The charred body of Oscar Bushart, a 27-year-old real estate dealer, was found in the backseat of an automobile on Friday, July 13, 1934, in a lonely spot northeast of Thayer (MO), the apparent victim of a torch slaying.
The coroner examined the body and concluded that Bushart had likely been beaten before he was burned. The car in which the man was found belonged to his father-in-law, 37-year-old R. E. Edwards, also a real estate dealer. Bushart had not been seen since Thursday night and had apparently been dead several hours before he was found early Friday afternoon.
Edwards told reporters he had "no idea" what the motive for the killing might be. Edwards said neither he nor his stepson, who worked in Edwards's agency, had any enemies that he knew about in their real estate dealings. Edwards said that if Bushart had received any threats, he didn't know about them, and he suggested robbery as a possible motive.
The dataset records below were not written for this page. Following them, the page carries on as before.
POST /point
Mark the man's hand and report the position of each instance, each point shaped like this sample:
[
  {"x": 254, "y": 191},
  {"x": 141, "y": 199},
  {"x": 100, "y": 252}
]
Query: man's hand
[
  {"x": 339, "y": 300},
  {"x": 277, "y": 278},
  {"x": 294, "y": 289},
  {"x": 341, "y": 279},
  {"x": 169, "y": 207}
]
Edwards, who'd been married to Bushart's mother since Bushart was a youngster, said he'd practically raised him and that he'd never had any trouble with him. He didn't know why anybody would be after Bushart.
Edwards talked a good game, but, come to find out, he himself was behind the murder.
Joe Luck Braden, a 35-year-old Thayer man, was suspected of being involved in the murder from the beginning because he was known to have argued with Bushart shortly before the latter's death. Three months later, authorities linked Braden and Edwards together in the crime after it was learned they'd been prison mates together in Arkansas.
Both Braden and Edwards were arrested on suspicion. Braden admitted the killing, and Edwards admitted paying him to do the dirty deed. Braden said he'd beaten Bushart to death and then poured gasoline over the body and burned it. He was promised $500 by Edwards but was paid only a small fraction of that amount. Edwards's motive was a $4,000 life insurance policy he had taken out on Bushart.
A day or two later, Edwards also implicated a third man, saying that Ike Dawson had helped Braden do the actual killing. In addition, Edwards's wife gave police information about two other murders that her husband had previously committed.
He was charged only for the Bushart murder, however, as were his two co-defendants. Dawson pleaded guilty in early April 1935 to first-degree murder and was sentenced to life imprisonment. In June 1935, Braden also pleaded guilty to first-degree murder, and Edwards was found guilty of the same charge by a jury, which recommended a life sentence. The judge sentenced both to life in prison.
Edwards was paroled in 1957 after serving 22 years of his supposedly life sentence. No word on what happened to his two co-defendants after they went to prison.